First, if it’s round by it’s own gravity, let’s call it a planetoid. If not, we could call it an asteroidal body. How about composition? Is it mostly solid, liquid, or gaseous? We should probably add a tag line for with crust. We might want to describe the primary composition of the body as well. Is it mostly water, iron, methane, etc? We should also consider their size. Anything smaller than 3000km in diameter could be micro, while anything up to 20,000km is dwarf, bodies up to 80,000km are large, and over 80,000 is a giant. Thus the Earth might be a planetoid, iron liquid (with crust), dwarf body, while Mars is a planetoid, iron, solid, dwarf body. These could easily be abbreviated PILD, and PISD. The system is also useful, because as soon as you look at the descriptors for Mars and the Earth, it’s obvious that the two are similar, but not identical.

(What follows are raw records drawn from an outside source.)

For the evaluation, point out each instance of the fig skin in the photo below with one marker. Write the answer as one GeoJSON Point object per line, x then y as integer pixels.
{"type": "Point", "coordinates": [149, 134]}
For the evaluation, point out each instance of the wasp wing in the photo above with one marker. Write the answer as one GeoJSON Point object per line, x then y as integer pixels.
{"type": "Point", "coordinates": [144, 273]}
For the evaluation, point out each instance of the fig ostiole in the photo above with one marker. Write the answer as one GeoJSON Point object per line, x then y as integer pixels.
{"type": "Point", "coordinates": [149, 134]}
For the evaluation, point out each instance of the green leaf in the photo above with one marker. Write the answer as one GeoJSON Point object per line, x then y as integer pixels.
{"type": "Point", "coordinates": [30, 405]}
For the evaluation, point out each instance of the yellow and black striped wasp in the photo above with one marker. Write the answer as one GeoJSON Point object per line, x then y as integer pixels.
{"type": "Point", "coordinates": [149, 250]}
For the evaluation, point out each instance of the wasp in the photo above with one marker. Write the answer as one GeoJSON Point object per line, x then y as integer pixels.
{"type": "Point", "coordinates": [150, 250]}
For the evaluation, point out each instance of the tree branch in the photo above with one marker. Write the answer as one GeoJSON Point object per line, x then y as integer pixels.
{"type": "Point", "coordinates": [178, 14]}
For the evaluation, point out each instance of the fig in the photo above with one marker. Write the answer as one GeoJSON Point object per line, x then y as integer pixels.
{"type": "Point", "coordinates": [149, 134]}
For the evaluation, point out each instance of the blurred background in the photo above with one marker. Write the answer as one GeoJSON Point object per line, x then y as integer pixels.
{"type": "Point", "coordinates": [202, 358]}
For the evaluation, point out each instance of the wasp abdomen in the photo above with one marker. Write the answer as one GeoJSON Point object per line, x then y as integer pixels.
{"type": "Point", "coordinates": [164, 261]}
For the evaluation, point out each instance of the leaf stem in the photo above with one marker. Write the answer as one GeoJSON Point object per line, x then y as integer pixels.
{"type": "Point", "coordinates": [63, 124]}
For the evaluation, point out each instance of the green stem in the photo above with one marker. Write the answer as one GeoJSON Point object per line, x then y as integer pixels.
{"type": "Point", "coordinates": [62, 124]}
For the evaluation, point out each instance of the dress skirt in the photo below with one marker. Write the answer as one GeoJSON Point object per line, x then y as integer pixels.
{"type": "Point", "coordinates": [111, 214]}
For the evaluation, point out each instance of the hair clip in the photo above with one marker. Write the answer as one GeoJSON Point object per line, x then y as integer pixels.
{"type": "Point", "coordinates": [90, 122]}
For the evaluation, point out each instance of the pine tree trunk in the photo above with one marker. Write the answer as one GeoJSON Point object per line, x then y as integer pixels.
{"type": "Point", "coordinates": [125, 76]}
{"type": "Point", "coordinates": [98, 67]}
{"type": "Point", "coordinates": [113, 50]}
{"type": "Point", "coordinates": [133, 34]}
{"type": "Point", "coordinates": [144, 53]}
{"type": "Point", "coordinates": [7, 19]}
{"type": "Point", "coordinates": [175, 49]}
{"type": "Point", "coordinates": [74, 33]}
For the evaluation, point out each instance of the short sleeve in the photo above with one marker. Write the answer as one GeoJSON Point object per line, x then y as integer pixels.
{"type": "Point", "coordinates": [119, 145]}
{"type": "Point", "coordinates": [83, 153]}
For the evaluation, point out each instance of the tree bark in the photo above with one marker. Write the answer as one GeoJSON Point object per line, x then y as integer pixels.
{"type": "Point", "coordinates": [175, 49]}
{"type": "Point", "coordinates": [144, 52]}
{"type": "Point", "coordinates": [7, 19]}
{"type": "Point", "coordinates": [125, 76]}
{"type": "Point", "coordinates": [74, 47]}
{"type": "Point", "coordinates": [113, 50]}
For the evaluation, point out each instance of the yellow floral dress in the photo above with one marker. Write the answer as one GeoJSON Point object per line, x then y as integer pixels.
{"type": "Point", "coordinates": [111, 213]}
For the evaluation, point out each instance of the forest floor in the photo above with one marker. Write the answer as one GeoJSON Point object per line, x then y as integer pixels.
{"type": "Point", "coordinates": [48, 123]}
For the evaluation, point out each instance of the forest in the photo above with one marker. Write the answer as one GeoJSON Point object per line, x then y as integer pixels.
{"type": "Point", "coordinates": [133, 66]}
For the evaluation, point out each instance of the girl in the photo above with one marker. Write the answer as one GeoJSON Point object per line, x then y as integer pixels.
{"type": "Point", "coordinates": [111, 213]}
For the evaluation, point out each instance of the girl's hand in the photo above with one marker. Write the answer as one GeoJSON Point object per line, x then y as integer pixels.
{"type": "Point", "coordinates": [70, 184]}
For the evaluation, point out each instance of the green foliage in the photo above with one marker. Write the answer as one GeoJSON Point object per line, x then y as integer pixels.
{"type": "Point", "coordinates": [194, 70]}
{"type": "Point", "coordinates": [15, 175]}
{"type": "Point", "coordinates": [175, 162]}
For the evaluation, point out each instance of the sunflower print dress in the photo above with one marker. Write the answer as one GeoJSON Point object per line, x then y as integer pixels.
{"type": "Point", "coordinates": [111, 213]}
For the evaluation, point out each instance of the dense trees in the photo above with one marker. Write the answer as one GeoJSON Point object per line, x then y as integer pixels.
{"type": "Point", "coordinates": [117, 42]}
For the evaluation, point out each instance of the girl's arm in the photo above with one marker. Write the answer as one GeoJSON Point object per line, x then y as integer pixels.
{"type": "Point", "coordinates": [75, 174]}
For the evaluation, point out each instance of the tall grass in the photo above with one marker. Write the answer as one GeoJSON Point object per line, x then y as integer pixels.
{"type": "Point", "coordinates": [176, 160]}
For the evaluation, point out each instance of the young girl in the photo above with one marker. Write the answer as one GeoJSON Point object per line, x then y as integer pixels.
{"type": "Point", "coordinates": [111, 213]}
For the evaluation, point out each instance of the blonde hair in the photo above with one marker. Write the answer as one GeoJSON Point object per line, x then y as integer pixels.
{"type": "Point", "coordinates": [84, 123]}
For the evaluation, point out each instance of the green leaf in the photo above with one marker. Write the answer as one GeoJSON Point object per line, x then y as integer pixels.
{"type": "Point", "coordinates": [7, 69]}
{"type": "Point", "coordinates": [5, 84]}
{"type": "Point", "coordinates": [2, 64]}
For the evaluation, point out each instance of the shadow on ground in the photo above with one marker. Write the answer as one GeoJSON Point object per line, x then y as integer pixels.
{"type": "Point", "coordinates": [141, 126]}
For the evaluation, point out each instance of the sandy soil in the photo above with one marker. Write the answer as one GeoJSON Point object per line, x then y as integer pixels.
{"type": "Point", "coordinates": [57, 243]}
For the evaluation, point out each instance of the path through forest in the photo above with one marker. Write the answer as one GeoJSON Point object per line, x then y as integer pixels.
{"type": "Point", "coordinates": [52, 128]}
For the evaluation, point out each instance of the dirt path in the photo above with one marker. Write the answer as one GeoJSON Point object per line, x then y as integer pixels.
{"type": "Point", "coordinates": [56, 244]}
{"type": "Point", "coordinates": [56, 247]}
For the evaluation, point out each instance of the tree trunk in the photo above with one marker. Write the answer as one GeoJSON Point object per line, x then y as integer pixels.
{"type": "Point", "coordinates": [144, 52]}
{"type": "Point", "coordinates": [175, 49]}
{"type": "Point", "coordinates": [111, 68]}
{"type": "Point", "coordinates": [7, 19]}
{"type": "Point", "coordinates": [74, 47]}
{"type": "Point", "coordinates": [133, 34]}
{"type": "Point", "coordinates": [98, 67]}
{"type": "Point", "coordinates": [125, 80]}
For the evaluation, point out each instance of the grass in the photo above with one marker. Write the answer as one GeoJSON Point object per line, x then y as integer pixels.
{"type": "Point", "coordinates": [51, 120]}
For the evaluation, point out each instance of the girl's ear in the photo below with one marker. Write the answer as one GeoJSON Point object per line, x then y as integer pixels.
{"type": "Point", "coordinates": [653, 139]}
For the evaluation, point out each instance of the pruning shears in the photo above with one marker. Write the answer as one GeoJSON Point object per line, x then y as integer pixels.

Next, we need to describe the relationship between our objects and their orbital system. If it orbits a star, it’s Solar centric. If it orbits a planetoid or asteroidal body, then it’s body centric. Next we have eccentric orbit vs. round orbit. Maybe we need to distinguish between highly eccentric like comets and more moderately eccentric. We should probably include a comment for objects that periodically change what body they orbit. I’m not sure it matters if they’ve “cleared their orbit” as it’s described in the planetary definition, but we can include a cleared or shared orbit. Then we also need to label how closely the body orbits its center. There are many ways we could do this. We could list the orbital period, or average orbital diameter. My initial proposition is that for solar centric bodies we break them down by inner, habitable, outer, and far outer zones. Others may disagree with that designator, but it’s a nice human-centric designator. So the Earth might be designated cleared orbit, habitable, solar centric body, or CHS for short.

Now that we have a meaningful system, when an astronomer speaks, his fellows will immediately and accurately know what he is talking about. If, at a conference, he proposes a new space telescope to search for extra solar PCHILDS, the other astronomers will nod their heads sagely, the media will complain that we need spend our money on P-children in this solar system, and the congressmen will ask if it can be built in their district.